Octobre 1944 est encore lisible au dos de la
photographie. Quand je la retourne, je vois mon grand-père paternel et moi. Lui
à la fin de sa vie. Moi, au début de la mienne. En 1944, il y a 81 ans. J’ai,
un peu plus de cinq ans.
La lumière qui éclaire la photographie dessine une fin
de journée d’automne, au sortir de la guerre. Une belle après-midi aux couleurs
chaudes. Le grand-père qui était venu nous voir exceptionnellement, sans doute
nous avait-il proposé, une balade. Non loin de l’objectif, j’imagine maman qui
rattrape Liliane, mon aînée de deux ans.
De ce petit-être qu’il retient du bout des doigts, je
ne vois qu’un gamin maigrichon, affublé d’un short à bretelles, avec une
chemise à carreaux, délavée, avec un col hirondelle (en pointe). De grosses
chaussettes de laines portées dans des galoches, et un béret bien accroché sur
la tête. Quelques mèches blondes s’en échappent. Sans oublier la grande écharpe
qui fait trois fois le tour de mon cou. Grand-père tient ma petite main qui a
disparu sous la sienne. On ne peut que la deviner.
Lui, est tout en couleur sombre. De son manteau kaki à
ses chaussures noires. Sa casquette grise ombrageant à moitié ses yeux plissés.
Sous le manteau, on aperçoit une écharpe, tout aussi sombre que sa tenue. Il
n’a pas encore de canne, elle viendra sous peu…
Comme tous les hommes de ma famille, il n’est pas très
grand. Une taille moyenne, aurait - on dit en ces temps. Comme mon père, que je
n’ai pas connu, mais dont on aimait me rappeler le souvenir, il est très mince
et très fier. Son regard grave est baissé. Il contemple le chemin sinueux, si
attentif, trop attentif à notre marche, comme s’il voulait coordonner, le mieux
possible mes pas hésitants, à la cadence des siens. Il a sa main droite dans la
poche.

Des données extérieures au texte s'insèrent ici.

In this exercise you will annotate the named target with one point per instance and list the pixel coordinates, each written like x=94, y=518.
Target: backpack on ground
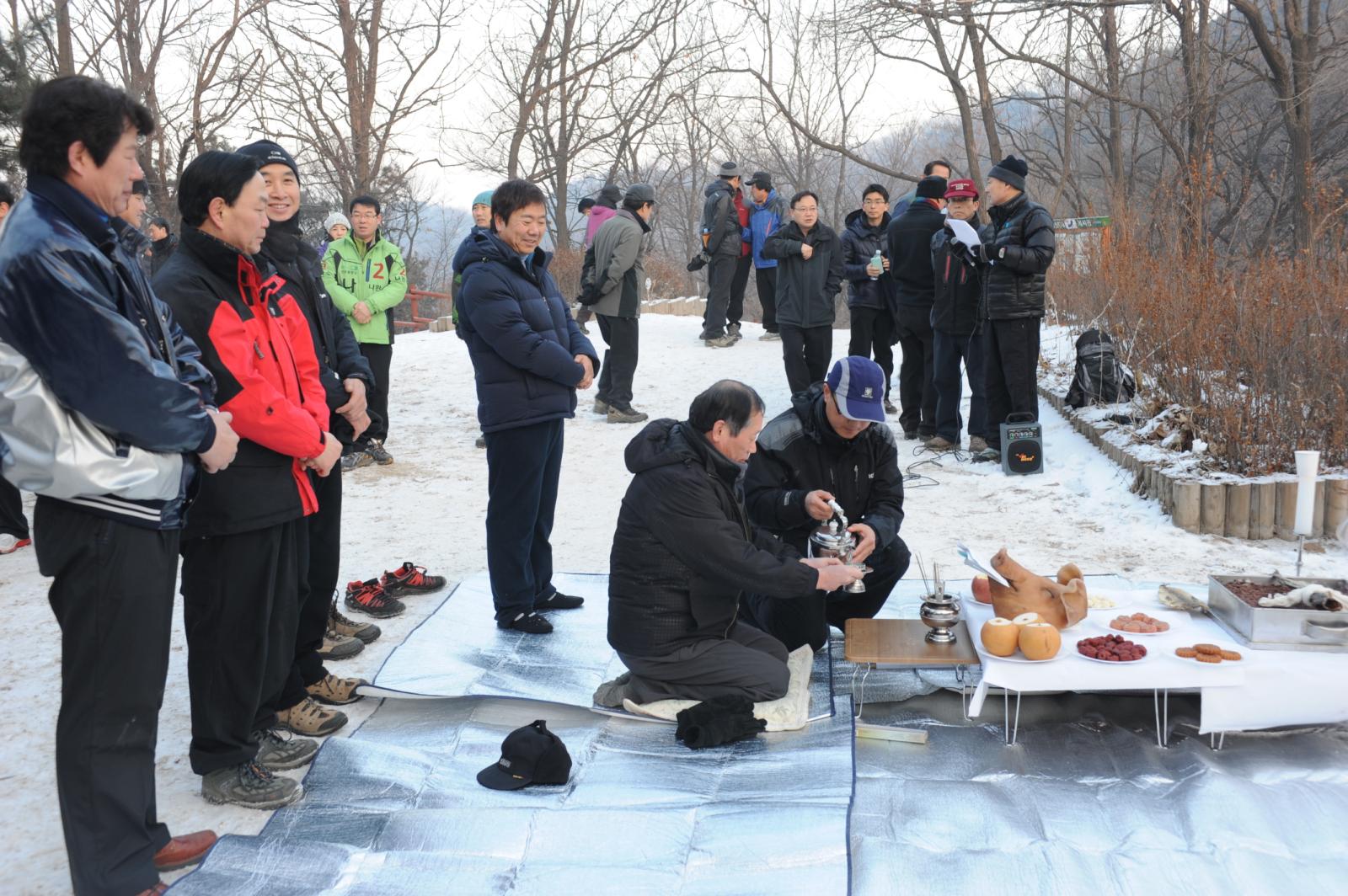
x=1100, y=376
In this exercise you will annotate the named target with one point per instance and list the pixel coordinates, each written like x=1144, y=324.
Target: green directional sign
x=1082, y=224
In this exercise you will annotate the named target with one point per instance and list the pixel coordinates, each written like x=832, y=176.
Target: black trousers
x=766, y=282
x=739, y=283
x=1011, y=359
x=873, y=337
x=381, y=360
x=112, y=597
x=320, y=558
x=806, y=354
x=720, y=275
x=806, y=620
x=917, y=390
x=13, y=520
x=523, y=467
x=240, y=605
x=949, y=349
x=619, y=367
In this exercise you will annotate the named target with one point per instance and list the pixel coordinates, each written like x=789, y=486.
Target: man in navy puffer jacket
x=529, y=359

Le poing gauche, qui me retient, qui me guide, porte une alliance au
majeur.
Ses yeux plissés par la lumière et la vieillesse
fixent les cailloux amoncelés sur notre chemin. Je m’attarde sur ce triste
regard, inconsolable, que rien ne peut amoindrir.
Dans cette photographie, je tente de me représenter
l’homme qu’on m’a toujours décrit, tout en prestance. J’essaye de faire
correspondre son physique de jeune premier sur des clichés antérieurs à cet
homme qui marche, le regard vague et perdu, le visage crispé. Sur ces clichés,
bien trop vieillis, je les revois, tous les deux, assis dans leur modeste
demeure. Lui enfoncé dans un fauteuil, fumant sa pipe, elle toujours à ses
côtés, en train de lire, un demi-sourire sur son visage.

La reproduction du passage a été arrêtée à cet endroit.